Ganz ehrlich: Vor ein paar Jahren wusste ich auch noch nicht viel über Nachteilsausgleich, Eingliederungshilfe, Zutrittsrechte oder Barrierearmut. Ich habe vor 2013 weniger über Rassismus gewusst als heute, und noch vor ein paar Monaten weniger über die Vielfalt der Geschlechter als jetzt.

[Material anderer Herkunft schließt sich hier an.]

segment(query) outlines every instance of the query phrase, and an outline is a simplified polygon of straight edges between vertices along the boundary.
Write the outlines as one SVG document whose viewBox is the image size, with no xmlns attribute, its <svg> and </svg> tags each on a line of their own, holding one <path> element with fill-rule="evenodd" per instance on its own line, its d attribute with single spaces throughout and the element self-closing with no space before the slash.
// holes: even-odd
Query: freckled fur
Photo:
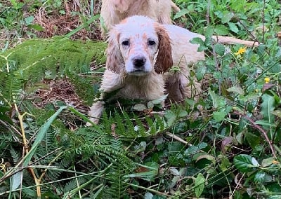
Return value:
<svg viewBox="0 0 281 199">
<path fill-rule="evenodd" d="M 171 0 L 103 0 L 100 17 L 105 22 L 102 35 L 113 25 L 134 15 L 148 16 L 162 24 L 171 24 L 171 11 L 180 11 Z"/>
<path fill-rule="evenodd" d="M 201 92 L 201 84 L 196 79 L 190 83 L 189 65 L 204 60 L 204 52 L 197 52 L 197 45 L 189 42 L 200 35 L 183 28 L 160 25 L 144 16 L 132 16 L 115 26 L 109 34 L 106 70 L 100 90 L 110 92 L 119 89 L 115 98 L 159 99 L 166 92 L 175 102 L 193 97 Z M 123 46 L 122 41 L 130 39 L 130 44 Z M 148 39 L 155 41 L 155 46 L 148 46 Z M 136 45 L 138 43 L 138 45 Z M 112 52 L 114 50 L 115 52 Z M 141 74 L 134 73 L 132 58 L 141 55 L 146 57 Z M 128 58 L 129 57 L 129 58 Z M 169 72 L 173 66 L 180 71 Z M 91 120 L 97 123 L 103 109 L 104 94 L 95 103 L 89 113 Z"/>
</svg>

Als Hundetrainer*innen kennen wir uns mit der Veränderung von Verhalten aus – oder? Fangen wir bei uns an. Fragen wir unsere Kund*innen: Was brauchst du, um dich sicher zu fühlen? Was brauchst du, um lernen zu können? Was brauchst du, um dein Verhalten ändern zu können? Wie kann ich dir diese Erfahrung ein bisschen angenehmermachen? Wie kann ich kein Arschloch sein?

Und klären wir auch für uns selbst: Was sind meine Privilegien? Meine Diskriminierungserfahrung und meine Lerngeschichte? Auch Hundetrainer*innen sind neurodivers oder neurodivergent haben eine Hautfarbe und ein Geschlecht (oder zwei, oder keins). Sie haben eine mentale Gesundheit und unterschiedliche Grenzen.
Ich weiß, dass ich ganz viel noch nicht weiß. Dass ich von ganz viel noch nicht gehört habe. Und dass es ein enormes Privileg ist, mich so sehr ins Thema hineinzuarbeiten, wie ich das gerade tue. Weil ich die Ressourcen dafür habe. Nicht jede*r Hundetrainer*in kann und muss das tun. Aber vielleicht schlucken wir unser „von SOWAS habe ich ja noch nie gehört!“ runter und hören zu.